Recent guidance from the Office of the Comptroller of the Currency (OCC) has opened the door for banks to become more involved the cryptocurrency market. In July, the OCC clarified that national banks can now offer cryptocurrency custody services to their customers. And this week, the OCC affirmed that banks may hold deposits that serve as a reserve against currency-backed stablecoin cryptocurrencies.
These two announcements allow traditional banks to support cyptocurrencies by providing security and stability, and highlight the fast-growing interest in digital assets. The OCC’s clarifications will also likely drive financial technology partnerships and innovation in the banking space.
That innovation will come with new risks and exposures that will need to be addressed, including how banks will engage with cryptocurrency — will they develop their own digital asset custody solutions, partner with existing custodians, or acquire existing digital asset companies? Banks may pursue one or more of these solutions, and each comes with its own risk considerations.
Aside from the obvious technical and financial resource considerations, banks should consider how their risk profiles will change and how best to manage the risks that come with holding a new asset type with significant regulatory uncertainty.
To ensure they have appropriate insurance to transfer their expanded risk, banks should consider the types of assets under custody, their underlying value and volatility, use and access, and storage and security. This is essential to evaluating contract certainty and the appropriate program structure — for example, setting the right limits and retentions.
For speed to market and to leverage existing technical capabilities and expertise, some banks will likely partner with or white label services from an existing custodian.
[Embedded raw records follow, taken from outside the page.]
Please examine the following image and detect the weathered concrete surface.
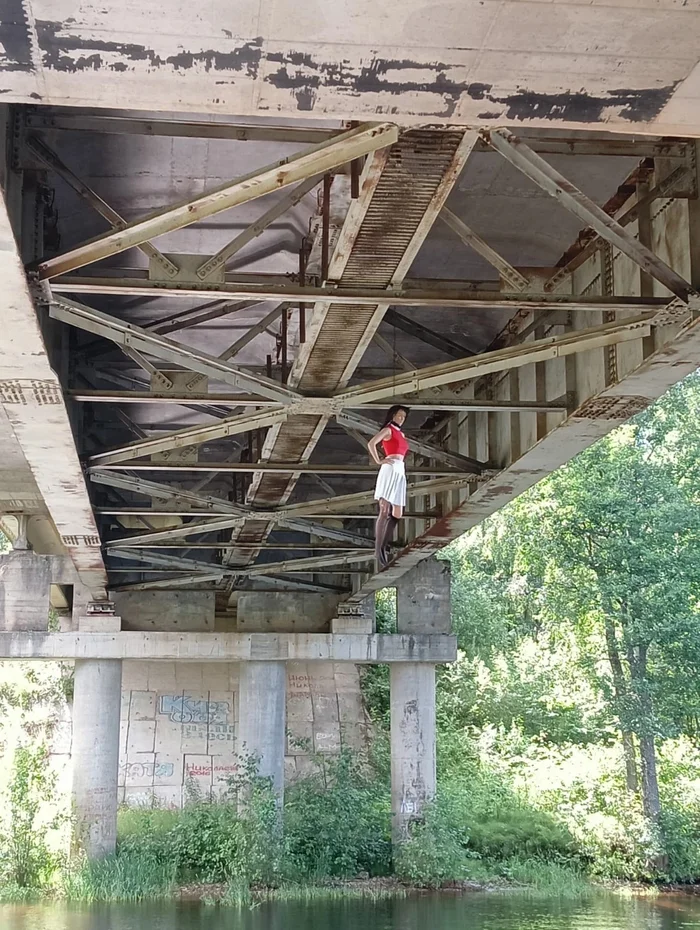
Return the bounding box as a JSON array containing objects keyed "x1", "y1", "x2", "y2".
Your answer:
[
  {"x1": 0, "y1": 183, "x2": 106, "y2": 596},
  {"x1": 397, "y1": 558, "x2": 452, "y2": 634},
  {"x1": 0, "y1": 549, "x2": 52, "y2": 631},
  {"x1": 72, "y1": 659, "x2": 123, "y2": 858},
  {"x1": 238, "y1": 661, "x2": 286, "y2": 798},
  {"x1": 0, "y1": 631, "x2": 458, "y2": 663},
  {"x1": 112, "y1": 590, "x2": 215, "y2": 632},
  {"x1": 237, "y1": 591, "x2": 339, "y2": 632},
  {"x1": 390, "y1": 663, "x2": 436, "y2": 843},
  {"x1": 2, "y1": 3, "x2": 700, "y2": 135}
]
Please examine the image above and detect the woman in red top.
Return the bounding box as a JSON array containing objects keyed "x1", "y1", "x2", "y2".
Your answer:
[{"x1": 367, "y1": 405, "x2": 410, "y2": 569}]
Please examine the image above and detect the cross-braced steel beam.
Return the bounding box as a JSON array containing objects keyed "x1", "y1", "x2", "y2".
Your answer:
[
  {"x1": 88, "y1": 408, "x2": 289, "y2": 466},
  {"x1": 335, "y1": 314, "x2": 654, "y2": 406},
  {"x1": 36, "y1": 122, "x2": 399, "y2": 279},
  {"x1": 49, "y1": 297, "x2": 300, "y2": 404},
  {"x1": 484, "y1": 128, "x2": 699, "y2": 303}
]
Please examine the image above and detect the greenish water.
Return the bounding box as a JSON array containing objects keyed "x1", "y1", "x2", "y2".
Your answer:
[{"x1": 3, "y1": 893, "x2": 700, "y2": 930}]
As is common in such arrangements, insurance requirements will be key. Depending on the scope of services and access that’s granted to funds and/or client information, banks should contemplate requiring vendors to secure errors and omissions, cyber, and crime/fidelity coverage with appropriately tailored language and coverage extensions.
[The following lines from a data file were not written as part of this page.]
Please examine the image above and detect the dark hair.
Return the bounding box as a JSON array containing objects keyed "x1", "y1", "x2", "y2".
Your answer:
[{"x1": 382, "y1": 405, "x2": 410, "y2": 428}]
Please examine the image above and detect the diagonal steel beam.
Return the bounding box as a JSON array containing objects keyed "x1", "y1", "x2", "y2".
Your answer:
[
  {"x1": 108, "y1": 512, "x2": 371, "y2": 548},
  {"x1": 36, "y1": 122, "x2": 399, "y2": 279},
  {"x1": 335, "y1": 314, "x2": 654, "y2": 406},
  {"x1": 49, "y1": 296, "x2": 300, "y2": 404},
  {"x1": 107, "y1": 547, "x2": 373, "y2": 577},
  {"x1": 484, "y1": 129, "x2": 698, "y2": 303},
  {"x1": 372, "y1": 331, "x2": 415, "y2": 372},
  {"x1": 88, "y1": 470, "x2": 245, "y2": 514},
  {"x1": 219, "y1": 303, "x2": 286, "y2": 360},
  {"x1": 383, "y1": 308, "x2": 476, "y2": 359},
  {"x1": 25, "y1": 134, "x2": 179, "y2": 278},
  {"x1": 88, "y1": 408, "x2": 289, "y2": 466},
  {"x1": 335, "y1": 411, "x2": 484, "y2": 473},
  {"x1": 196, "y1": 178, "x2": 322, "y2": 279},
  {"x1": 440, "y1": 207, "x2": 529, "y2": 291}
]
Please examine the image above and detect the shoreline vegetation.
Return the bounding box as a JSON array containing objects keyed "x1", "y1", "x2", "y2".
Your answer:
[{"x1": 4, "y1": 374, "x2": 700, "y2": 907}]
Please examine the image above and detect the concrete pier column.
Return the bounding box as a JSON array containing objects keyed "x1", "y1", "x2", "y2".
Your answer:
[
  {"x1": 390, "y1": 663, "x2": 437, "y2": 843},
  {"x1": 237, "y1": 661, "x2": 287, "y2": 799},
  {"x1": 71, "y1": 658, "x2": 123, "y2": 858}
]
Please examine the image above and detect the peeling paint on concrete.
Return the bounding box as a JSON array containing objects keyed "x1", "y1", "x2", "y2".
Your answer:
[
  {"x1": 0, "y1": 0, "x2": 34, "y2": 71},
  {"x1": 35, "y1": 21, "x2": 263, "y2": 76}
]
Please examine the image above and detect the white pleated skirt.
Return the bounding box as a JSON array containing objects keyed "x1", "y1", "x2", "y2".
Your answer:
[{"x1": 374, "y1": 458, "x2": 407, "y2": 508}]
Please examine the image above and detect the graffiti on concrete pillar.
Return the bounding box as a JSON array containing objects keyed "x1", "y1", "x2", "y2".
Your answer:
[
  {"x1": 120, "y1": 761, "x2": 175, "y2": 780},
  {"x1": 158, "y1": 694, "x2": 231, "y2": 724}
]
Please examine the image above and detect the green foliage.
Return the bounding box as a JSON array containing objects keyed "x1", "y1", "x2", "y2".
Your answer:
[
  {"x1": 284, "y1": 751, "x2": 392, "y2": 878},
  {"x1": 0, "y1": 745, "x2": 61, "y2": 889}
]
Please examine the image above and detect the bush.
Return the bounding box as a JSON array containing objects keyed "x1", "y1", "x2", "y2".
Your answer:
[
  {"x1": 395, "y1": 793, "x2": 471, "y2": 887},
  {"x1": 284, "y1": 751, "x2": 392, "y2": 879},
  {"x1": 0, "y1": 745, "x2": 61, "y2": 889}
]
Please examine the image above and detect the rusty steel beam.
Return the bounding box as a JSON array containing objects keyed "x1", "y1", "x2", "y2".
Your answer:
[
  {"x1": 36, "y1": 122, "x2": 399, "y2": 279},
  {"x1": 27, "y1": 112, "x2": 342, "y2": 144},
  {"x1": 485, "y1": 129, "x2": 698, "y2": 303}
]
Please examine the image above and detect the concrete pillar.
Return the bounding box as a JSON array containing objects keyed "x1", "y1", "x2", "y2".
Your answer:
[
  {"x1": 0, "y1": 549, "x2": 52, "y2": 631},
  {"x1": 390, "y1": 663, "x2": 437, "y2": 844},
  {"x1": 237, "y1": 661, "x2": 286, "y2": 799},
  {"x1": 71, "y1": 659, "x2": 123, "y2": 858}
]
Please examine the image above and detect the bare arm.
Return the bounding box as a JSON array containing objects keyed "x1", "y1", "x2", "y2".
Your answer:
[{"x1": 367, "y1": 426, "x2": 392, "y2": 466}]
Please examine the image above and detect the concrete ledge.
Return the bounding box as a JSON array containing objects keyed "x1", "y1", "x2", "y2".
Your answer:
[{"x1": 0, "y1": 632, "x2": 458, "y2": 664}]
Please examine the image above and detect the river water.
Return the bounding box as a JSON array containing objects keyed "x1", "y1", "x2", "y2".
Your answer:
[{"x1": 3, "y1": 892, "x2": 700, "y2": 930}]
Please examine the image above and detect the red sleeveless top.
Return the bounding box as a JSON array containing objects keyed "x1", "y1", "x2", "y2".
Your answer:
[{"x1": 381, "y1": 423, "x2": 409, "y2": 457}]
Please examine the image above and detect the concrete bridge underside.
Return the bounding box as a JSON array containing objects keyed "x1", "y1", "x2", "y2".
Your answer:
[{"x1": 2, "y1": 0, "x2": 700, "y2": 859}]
Digital asset insurance capacity remains constrained and not all firms approach risk management or transfer in a uniform way, which will add some complexity to this process. Establishing requirements and asking informed questions of potential partners will be an important evaluation criteria.
For banks that choose not to build solutions or partner, acquiring a digital asset custodian may be another option. As with any acquisition, there are due diligence considerations and risks that can be transferred via the right type of insurance.
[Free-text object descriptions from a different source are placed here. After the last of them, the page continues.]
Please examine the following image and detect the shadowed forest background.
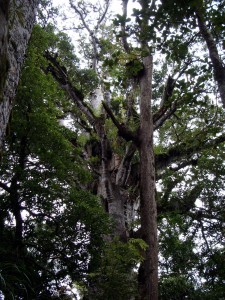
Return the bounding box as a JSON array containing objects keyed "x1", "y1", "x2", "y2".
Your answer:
[{"x1": 0, "y1": 0, "x2": 225, "y2": 299}]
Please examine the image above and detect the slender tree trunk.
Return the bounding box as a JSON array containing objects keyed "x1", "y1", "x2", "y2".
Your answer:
[
  {"x1": 138, "y1": 55, "x2": 158, "y2": 300},
  {"x1": 10, "y1": 135, "x2": 27, "y2": 254},
  {"x1": 0, "y1": 0, "x2": 37, "y2": 150},
  {"x1": 10, "y1": 177, "x2": 23, "y2": 251}
]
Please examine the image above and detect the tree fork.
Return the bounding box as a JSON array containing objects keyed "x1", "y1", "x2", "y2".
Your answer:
[{"x1": 138, "y1": 55, "x2": 158, "y2": 300}]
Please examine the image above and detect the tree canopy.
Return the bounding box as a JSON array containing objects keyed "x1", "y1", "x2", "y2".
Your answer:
[{"x1": 0, "y1": 0, "x2": 225, "y2": 299}]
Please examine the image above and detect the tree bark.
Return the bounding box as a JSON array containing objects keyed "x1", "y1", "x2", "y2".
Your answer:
[
  {"x1": 45, "y1": 53, "x2": 129, "y2": 240},
  {"x1": 96, "y1": 119, "x2": 128, "y2": 241},
  {"x1": 0, "y1": 0, "x2": 10, "y2": 102},
  {"x1": 195, "y1": 6, "x2": 225, "y2": 108},
  {"x1": 138, "y1": 55, "x2": 158, "y2": 300},
  {"x1": 0, "y1": 0, "x2": 37, "y2": 150},
  {"x1": 45, "y1": 50, "x2": 159, "y2": 298}
]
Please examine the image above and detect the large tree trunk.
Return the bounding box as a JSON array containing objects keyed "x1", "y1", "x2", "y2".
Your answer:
[
  {"x1": 45, "y1": 50, "x2": 159, "y2": 298},
  {"x1": 0, "y1": 0, "x2": 10, "y2": 102},
  {"x1": 138, "y1": 55, "x2": 158, "y2": 300},
  {"x1": 0, "y1": 0, "x2": 37, "y2": 150},
  {"x1": 96, "y1": 118, "x2": 128, "y2": 241}
]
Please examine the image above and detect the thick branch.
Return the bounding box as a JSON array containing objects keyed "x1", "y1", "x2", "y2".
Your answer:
[
  {"x1": 158, "y1": 184, "x2": 203, "y2": 216},
  {"x1": 116, "y1": 142, "x2": 137, "y2": 186},
  {"x1": 156, "y1": 133, "x2": 225, "y2": 171},
  {"x1": 160, "y1": 75, "x2": 176, "y2": 108},
  {"x1": 196, "y1": 7, "x2": 225, "y2": 107},
  {"x1": 153, "y1": 75, "x2": 177, "y2": 129},
  {"x1": 188, "y1": 209, "x2": 224, "y2": 223},
  {"x1": 154, "y1": 102, "x2": 177, "y2": 130},
  {"x1": 156, "y1": 158, "x2": 198, "y2": 181},
  {"x1": 44, "y1": 51, "x2": 96, "y2": 126},
  {"x1": 102, "y1": 101, "x2": 139, "y2": 143},
  {"x1": 121, "y1": 0, "x2": 130, "y2": 53}
]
Once a bank has identified a solution for securing digital assets, the next hurdle is determining how to quantify the risk of providing custody. Financial stress testing helps banks identify and quantify material risks in financial terms, which enables strategic decisions at the executive and board levels. This can help provide for a measure of present and future risk scenarios, enabling evaluation of risk transfer efficacy over time. Developing decision frameworks can connect risk to ongoing growth and business strategy for insurable and noninsurable risks — such as reputational harm — helping organizations find the balance between risk retention and transfer.
Finally, it is critical to understand how banks’ existing insurance solutions might cover digital assets and identify any gaps or coverage needs. These exposures can generally be covered by traditional forms of insurance, but policies may need to be tailored to specifically address them.
For example, an FI bond or crime policy commonly insures the financial loss due to theft, disappearance, or destruction of covered property — typically limited to money, securities, and other tangible items. Coverage can, however, be amended to include digital assets and private keys, and the optimal structure will depend on storage, security, and other considerations. Banks should also thoroughly explore options in specialty markets, which may provide broader and more cost-effective coverage.
Although preexisting policies will likely need to be updated to cover new asset classes, some insurers may be reluctant to continue providing coverage once a bank starts working with digital assets. That means it’s critical to present robust underwriting information.
While the OCC’s guidance creates new opportunities for banks, funds, and investment advisers, organizations interested in providing digital asset custody will need to investigate how best to do that — and there are still unknowns, particularly around the readiness of customers and other regulators to embrace digital asset custody by banks. Properly evaluating risk both at launch and at maturity will help banks to understand their risks, structure insurance programs with greater efficiency, and position themselves competitively.